After pharmaceutical supply chain deficiencies were revealed by the pandemic, in 2021 the Biden administration issued a series of recommendations from the White House, the U.S. Department of Health and Human Services’ (HHS) Office of the Assistant Secretary for Preparedness and Response (ASPR), and the U.S. Food and Drug Administration (FDA) to address them. Moreover, HHS made a commitment of approximately USD 60 million to develop novel platform technologies to increase domestic manufacturing capacity for APIs.
“Pharmaceutical supply chains are essential for the national and health security and economic prosperity of the United States, yet the COVID-19 pandemic revealed just how vulnerable the supply chain is in this country. Now is the right time to take action to keep the U.S. drug supply chain secure and resilient,” said FDA Acting Commissioner Janet Woodcock in a press release at the time.

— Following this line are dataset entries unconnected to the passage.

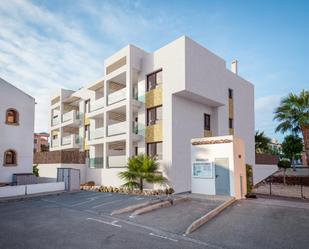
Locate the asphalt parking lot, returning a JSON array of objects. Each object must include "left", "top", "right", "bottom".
[{"left": 0, "top": 191, "right": 309, "bottom": 249}]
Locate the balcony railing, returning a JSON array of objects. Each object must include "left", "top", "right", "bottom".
[
  {"left": 90, "top": 127, "right": 104, "bottom": 140},
  {"left": 108, "top": 87, "right": 126, "bottom": 105},
  {"left": 61, "top": 134, "right": 79, "bottom": 145},
  {"left": 133, "top": 121, "right": 145, "bottom": 136},
  {"left": 52, "top": 117, "right": 60, "bottom": 126},
  {"left": 89, "top": 157, "right": 104, "bottom": 169},
  {"left": 90, "top": 97, "right": 104, "bottom": 112},
  {"left": 51, "top": 138, "right": 59, "bottom": 148},
  {"left": 108, "top": 155, "right": 127, "bottom": 168},
  {"left": 62, "top": 110, "right": 79, "bottom": 122},
  {"left": 108, "top": 121, "right": 127, "bottom": 136}
]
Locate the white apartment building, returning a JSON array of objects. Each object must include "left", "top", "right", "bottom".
[
  {"left": 50, "top": 36, "right": 254, "bottom": 192},
  {"left": 0, "top": 78, "right": 35, "bottom": 183}
]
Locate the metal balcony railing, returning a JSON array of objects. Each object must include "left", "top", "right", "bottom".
[
  {"left": 90, "top": 127, "right": 104, "bottom": 140},
  {"left": 89, "top": 157, "right": 104, "bottom": 169},
  {"left": 108, "top": 155, "right": 127, "bottom": 168},
  {"left": 107, "top": 121, "right": 127, "bottom": 136},
  {"left": 108, "top": 87, "right": 126, "bottom": 105},
  {"left": 90, "top": 97, "right": 105, "bottom": 112}
]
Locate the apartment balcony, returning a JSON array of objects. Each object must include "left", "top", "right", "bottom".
[
  {"left": 61, "top": 134, "right": 80, "bottom": 149},
  {"left": 107, "top": 155, "right": 127, "bottom": 168},
  {"left": 51, "top": 138, "right": 59, "bottom": 149},
  {"left": 107, "top": 121, "right": 127, "bottom": 136},
  {"left": 88, "top": 157, "right": 104, "bottom": 169},
  {"left": 62, "top": 110, "right": 80, "bottom": 126},
  {"left": 88, "top": 127, "right": 105, "bottom": 145},
  {"left": 90, "top": 97, "right": 105, "bottom": 113},
  {"left": 108, "top": 87, "right": 126, "bottom": 105},
  {"left": 51, "top": 117, "right": 60, "bottom": 126}
]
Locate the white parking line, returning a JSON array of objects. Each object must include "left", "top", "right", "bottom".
[
  {"left": 149, "top": 233, "right": 178, "bottom": 242},
  {"left": 87, "top": 218, "right": 122, "bottom": 228},
  {"left": 71, "top": 194, "right": 112, "bottom": 207},
  {"left": 92, "top": 199, "right": 124, "bottom": 208}
]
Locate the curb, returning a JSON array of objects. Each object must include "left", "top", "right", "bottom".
[
  {"left": 132, "top": 197, "right": 191, "bottom": 216},
  {"left": 111, "top": 199, "right": 162, "bottom": 215},
  {"left": 132, "top": 201, "right": 172, "bottom": 216},
  {"left": 185, "top": 197, "right": 236, "bottom": 234}
]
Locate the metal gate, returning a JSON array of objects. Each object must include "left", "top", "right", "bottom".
[
  {"left": 215, "top": 158, "right": 231, "bottom": 195},
  {"left": 57, "top": 168, "right": 80, "bottom": 191}
]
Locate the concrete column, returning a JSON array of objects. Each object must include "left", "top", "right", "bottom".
[{"left": 126, "top": 51, "right": 133, "bottom": 157}]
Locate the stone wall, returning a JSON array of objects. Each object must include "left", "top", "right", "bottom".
[
  {"left": 33, "top": 150, "right": 85, "bottom": 164},
  {"left": 255, "top": 154, "right": 279, "bottom": 165}
]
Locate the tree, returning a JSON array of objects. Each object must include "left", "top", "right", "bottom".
[
  {"left": 119, "top": 154, "right": 165, "bottom": 191},
  {"left": 278, "top": 159, "right": 291, "bottom": 185},
  {"left": 32, "top": 164, "right": 39, "bottom": 177},
  {"left": 274, "top": 90, "right": 309, "bottom": 164},
  {"left": 281, "top": 134, "right": 303, "bottom": 171},
  {"left": 255, "top": 131, "right": 271, "bottom": 154}
]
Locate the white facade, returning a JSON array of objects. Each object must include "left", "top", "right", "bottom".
[
  {"left": 0, "top": 78, "right": 35, "bottom": 183},
  {"left": 51, "top": 36, "right": 254, "bottom": 192}
]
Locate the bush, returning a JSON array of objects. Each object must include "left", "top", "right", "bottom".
[
  {"left": 278, "top": 159, "right": 291, "bottom": 169},
  {"left": 32, "top": 164, "right": 39, "bottom": 177},
  {"left": 246, "top": 164, "right": 253, "bottom": 195}
]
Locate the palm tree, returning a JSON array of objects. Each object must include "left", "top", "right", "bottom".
[
  {"left": 274, "top": 90, "right": 309, "bottom": 164},
  {"left": 255, "top": 131, "right": 271, "bottom": 154},
  {"left": 119, "top": 154, "right": 165, "bottom": 191}
]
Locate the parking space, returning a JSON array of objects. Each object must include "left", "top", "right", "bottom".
[
  {"left": 0, "top": 191, "right": 309, "bottom": 249},
  {"left": 114, "top": 195, "right": 226, "bottom": 235},
  {"left": 190, "top": 198, "right": 309, "bottom": 249},
  {"left": 41, "top": 191, "right": 157, "bottom": 215}
]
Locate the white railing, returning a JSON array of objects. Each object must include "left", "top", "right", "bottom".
[
  {"left": 90, "top": 97, "right": 104, "bottom": 112},
  {"left": 108, "top": 121, "right": 127, "bottom": 136},
  {"left": 62, "top": 135, "right": 74, "bottom": 145},
  {"left": 108, "top": 87, "right": 126, "bottom": 105},
  {"left": 90, "top": 127, "right": 104, "bottom": 140},
  {"left": 62, "top": 110, "right": 76, "bottom": 122},
  {"left": 108, "top": 155, "right": 127, "bottom": 168},
  {"left": 52, "top": 117, "right": 60, "bottom": 126},
  {"left": 52, "top": 138, "right": 59, "bottom": 148}
]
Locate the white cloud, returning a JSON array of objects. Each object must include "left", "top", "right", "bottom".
[{"left": 0, "top": 1, "right": 103, "bottom": 131}]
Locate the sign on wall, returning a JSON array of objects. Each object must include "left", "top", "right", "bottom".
[{"left": 192, "top": 162, "right": 213, "bottom": 178}]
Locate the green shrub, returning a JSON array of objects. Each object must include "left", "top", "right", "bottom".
[
  {"left": 246, "top": 164, "right": 253, "bottom": 195},
  {"left": 32, "top": 164, "right": 40, "bottom": 177},
  {"left": 278, "top": 159, "right": 291, "bottom": 169}
]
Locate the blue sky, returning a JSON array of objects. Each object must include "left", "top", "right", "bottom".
[{"left": 0, "top": 0, "right": 309, "bottom": 138}]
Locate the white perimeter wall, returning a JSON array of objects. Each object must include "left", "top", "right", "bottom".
[
  {"left": 38, "top": 163, "right": 87, "bottom": 183},
  {"left": 0, "top": 78, "right": 35, "bottom": 182},
  {"left": 170, "top": 95, "right": 212, "bottom": 192},
  {"left": 252, "top": 164, "right": 278, "bottom": 185}
]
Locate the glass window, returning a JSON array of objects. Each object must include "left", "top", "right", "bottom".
[
  {"left": 147, "top": 106, "right": 162, "bottom": 125},
  {"left": 147, "top": 142, "right": 162, "bottom": 160},
  {"left": 229, "top": 88, "right": 233, "bottom": 99},
  {"left": 229, "top": 118, "right": 233, "bottom": 129},
  {"left": 204, "top": 113, "right": 210, "bottom": 131},
  {"left": 4, "top": 150, "right": 17, "bottom": 165},
  {"left": 5, "top": 109, "right": 19, "bottom": 124},
  {"left": 85, "top": 99, "right": 90, "bottom": 113},
  {"left": 147, "top": 70, "right": 163, "bottom": 91}
]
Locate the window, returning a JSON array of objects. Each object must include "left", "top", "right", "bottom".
[
  {"left": 147, "top": 142, "right": 162, "bottom": 160},
  {"left": 204, "top": 113, "right": 210, "bottom": 131},
  {"left": 85, "top": 125, "right": 90, "bottom": 140},
  {"left": 147, "top": 69, "right": 163, "bottom": 92},
  {"left": 5, "top": 109, "right": 19, "bottom": 125},
  {"left": 147, "top": 106, "right": 162, "bottom": 125},
  {"left": 3, "top": 150, "right": 17, "bottom": 166},
  {"left": 229, "top": 88, "right": 233, "bottom": 99},
  {"left": 85, "top": 99, "right": 90, "bottom": 113},
  {"left": 229, "top": 118, "right": 233, "bottom": 129}
]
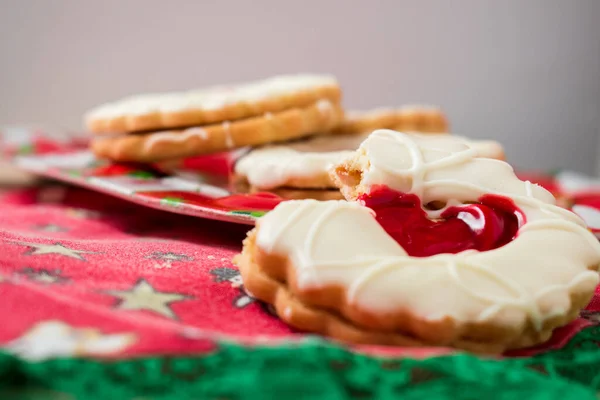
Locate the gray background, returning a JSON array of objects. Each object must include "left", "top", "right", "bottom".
[{"left": 0, "top": 0, "right": 600, "bottom": 173}]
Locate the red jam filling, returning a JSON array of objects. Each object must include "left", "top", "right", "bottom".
[{"left": 359, "top": 187, "right": 525, "bottom": 257}]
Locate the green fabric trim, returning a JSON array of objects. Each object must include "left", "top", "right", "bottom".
[{"left": 0, "top": 326, "right": 600, "bottom": 400}]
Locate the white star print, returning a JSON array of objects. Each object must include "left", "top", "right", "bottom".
[
  {"left": 34, "top": 224, "right": 68, "bottom": 232},
  {"left": 106, "top": 279, "right": 191, "bottom": 319},
  {"left": 13, "top": 242, "right": 97, "bottom": 261}
]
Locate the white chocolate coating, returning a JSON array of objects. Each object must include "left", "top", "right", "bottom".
[
  {"left": 85, "top": 74, "right": 337, "bottom": 120},
  {"left": 257, "top": 130, "right": 600, "bottom": 330},
  {"left": 235, "top": 133, "right": 503, "bottom": 190}
]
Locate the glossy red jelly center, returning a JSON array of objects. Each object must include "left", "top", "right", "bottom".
[{"left": 359, "top": 187, "right": 525, "bottom": 257}]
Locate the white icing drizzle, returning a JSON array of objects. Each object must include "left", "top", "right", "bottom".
[
  {"left": 235, "top": 133, "right": 503, "bottom": 190},
  {"left": 144, "top": 127, "right": 208, "bottom": 151},
  {"left": 257, "top": 130, "right": 600, "bottom": 331}
]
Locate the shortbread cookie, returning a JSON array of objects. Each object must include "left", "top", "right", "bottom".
[
  {"left": 233, "top": 133, "right": 504, "bottom": 191},
  {"left": 91, "top": 100, "right": 343, "bottom": 162},
  {"left": 85, "top": 75, "right": 341, "bottom": 133},
  {"left": 235, "top": 130, "right": 600, "bottom": 352},
  {"left": 336, "top": 105, "right": 449, "bottom": 133}
]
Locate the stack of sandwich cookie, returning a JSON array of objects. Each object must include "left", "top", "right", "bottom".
[
  {"left": 232, "top": 106, "right": 454, "bottom": 200},
  {"left": 85, "top": 75, "right": 343, "bottom": 163}
]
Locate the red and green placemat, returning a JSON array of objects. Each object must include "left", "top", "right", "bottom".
[
  {"left": 0, "top": 186, "right": 600, "bottom": 399},
  {"left": 0, "top": 127, "right": 600, "bottom": 399}
]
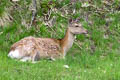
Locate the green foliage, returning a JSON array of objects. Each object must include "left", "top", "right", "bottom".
[{"left": 0, "top": 0, "right": 120, "bottom": 80}]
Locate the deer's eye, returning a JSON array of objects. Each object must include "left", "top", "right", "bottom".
[{"left": 75, "top": 25, "right": 79, "bottom": 27}]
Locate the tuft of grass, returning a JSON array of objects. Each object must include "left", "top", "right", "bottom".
[{"left": 0, "top": 0, "right": 120, "bottom": 80}]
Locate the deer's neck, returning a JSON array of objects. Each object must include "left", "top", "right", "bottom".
[{"left": 61, "top": 28, "right": 75, "bottom": 56}]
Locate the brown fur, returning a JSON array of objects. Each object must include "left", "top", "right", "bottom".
[{"left": 10, "top": 20, "right": 87, "bottom": 61}]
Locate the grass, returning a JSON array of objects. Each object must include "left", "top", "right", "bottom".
[{"left": 0, "top": 0, "right": 120, "bottom": 80}]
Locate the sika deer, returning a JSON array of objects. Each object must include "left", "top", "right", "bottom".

Hackman stated his belief that the public-private partnerships, like the one his company has set up with the government will be a big part of the solution. However, when asked if solving supply chain vulnerability was just a question of government money, Hackman responded by explaining the three factors he believes are involved: cost, scientific know-how and policy. He specifically mentioned the need to increase the FDA’s budget in order to fast track drugs made in the US and to ramp up foreign inspections.
According to Hackman, securing the US supply chain is not a question of reshoring all manufacturing, but instead a focus on essential medicines. « We don’t need to bring the entire supply chain back but to focus on essential medicines, » he said.
When speaking about the United States’ Strategic Active Pharmaceutical Ingredients Reserve (SAPIR), the long-term, national stockpile to secure key ingredients used to manufacture the most essential medicines in the US that Phlow is building, Hackman said that « instead of buying finished products, our idea is to store APIs, which are cheaper than finished products and be able to convert into finished products when the time comes. »
Hackman claimed that because the US understands supply chain issues better now, after the pandemic, it is better prepared to face other health crises.